Thanks to all for the links on this thread. I am going to read every one of them.

I'm happy to report that I, in northern NJ, have tons of bees! My neighbor, who is also organic, and I have property that's about a combined 1.5 to 2 acres and it's full of flowers that bees love. In addition, I have vegetables and herbs that I grow. I notice they really love the mint.

Sometimes I don't even cut a plant down when I should because I see they like it. An example is my catmint, which I didn't want to spread all over. But I will probably have a ton of it next year because I couldn't cut it down when I saw all the bees on it.

In particular, though, I've lately noticed them on the huge hydrangeas (PeeGee) on my terrace. Bumblebees and honeybees both. Sometimes there are so many of them it appears they are swarming.

It makes both my neighbor and I happy that we can provide a pesticide-free environment for them. At her place, they love the cleome, of which she has hundreds of plants.

My neighbor has a six-year old and has expressed some concern about stings but there has never been a problem in the entire time they've lived here. Wasps are a bigger concern with stings.

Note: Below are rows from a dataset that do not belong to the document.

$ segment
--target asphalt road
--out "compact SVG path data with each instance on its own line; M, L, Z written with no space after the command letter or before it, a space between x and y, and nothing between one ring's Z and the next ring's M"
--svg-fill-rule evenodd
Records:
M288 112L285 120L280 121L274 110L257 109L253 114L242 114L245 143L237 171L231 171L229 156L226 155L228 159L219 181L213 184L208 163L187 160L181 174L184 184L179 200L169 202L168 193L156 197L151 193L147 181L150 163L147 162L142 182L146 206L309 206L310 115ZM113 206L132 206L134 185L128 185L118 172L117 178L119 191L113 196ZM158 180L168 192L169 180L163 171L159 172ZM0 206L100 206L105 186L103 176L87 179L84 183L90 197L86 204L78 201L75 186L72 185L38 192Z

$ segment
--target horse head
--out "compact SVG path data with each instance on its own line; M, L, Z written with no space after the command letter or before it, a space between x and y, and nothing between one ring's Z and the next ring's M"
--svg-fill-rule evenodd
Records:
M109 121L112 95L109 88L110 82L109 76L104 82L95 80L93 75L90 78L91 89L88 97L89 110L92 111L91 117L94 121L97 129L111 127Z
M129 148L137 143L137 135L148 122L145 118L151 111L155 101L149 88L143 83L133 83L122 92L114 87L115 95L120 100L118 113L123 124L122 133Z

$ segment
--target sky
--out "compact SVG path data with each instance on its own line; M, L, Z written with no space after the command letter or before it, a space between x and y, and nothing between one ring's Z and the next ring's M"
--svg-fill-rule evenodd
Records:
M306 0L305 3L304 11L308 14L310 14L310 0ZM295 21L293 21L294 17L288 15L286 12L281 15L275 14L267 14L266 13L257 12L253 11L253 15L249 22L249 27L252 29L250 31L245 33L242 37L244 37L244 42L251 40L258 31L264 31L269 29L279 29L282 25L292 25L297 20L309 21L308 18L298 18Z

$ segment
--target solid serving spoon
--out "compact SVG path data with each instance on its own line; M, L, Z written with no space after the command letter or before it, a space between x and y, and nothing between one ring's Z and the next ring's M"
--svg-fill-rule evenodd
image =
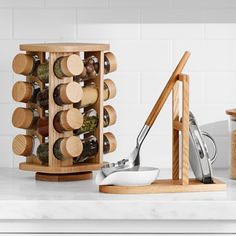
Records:
M151 129L153 123L155 122L158 114L160 113L163 105L165 104L166 99L168 98L175 82L177 81L177 76L182 72L188 58L190 56L190 52L186 51L176 66L174 72L172 73L168 83L166 84L164 90L162 91L160 97L158 98L156 104L154 105L151 113L149 114L143 128L141 129L137 141L136 147L133 152L127 157L116 163L106 163L102 166L101 170L105 176L108 176L117 171L130 171L130 170L138 170L140 166L140 148L144 139L146 138L149 130Z

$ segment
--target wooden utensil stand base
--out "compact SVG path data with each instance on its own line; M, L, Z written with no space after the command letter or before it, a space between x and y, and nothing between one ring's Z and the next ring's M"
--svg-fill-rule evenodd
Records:
M179 116L179 83L182 83L182 119ZM146 194L224 191L226 184L214 178L213 184L189 179L189 77L179 74L172 85L172 179L157 180L148 186L100 185L99 191L113 194ZM161 95L163 96L163 94ZM182 135L180 136L180 132ZM181 138L182 166L179 168Z
M181 180L161 179L148 186L99 186L100 192L113 194L211 192L225 189L225 183L216 178L214 184L203 184L196 179L189 179L188 185L182 185Z
M93 172L79 172L69 174L47 174L36 172L35 179L40 181L50 182L64 182L64 181L77 181L77 180L88 180L93 178Z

I hope to post a pic later of the terrace flowers that the bees so love.

One other thing: for neighbors concerned about ChemLawn, I will tell you a little trick. A decade ago, when I first moved here, the ChemLawn truck was always around spraying everyone's yards. I did some basic Internet research and put together some studies showing the effects of their pesticides. Then I went around and delivered a copy to each person's mailbox.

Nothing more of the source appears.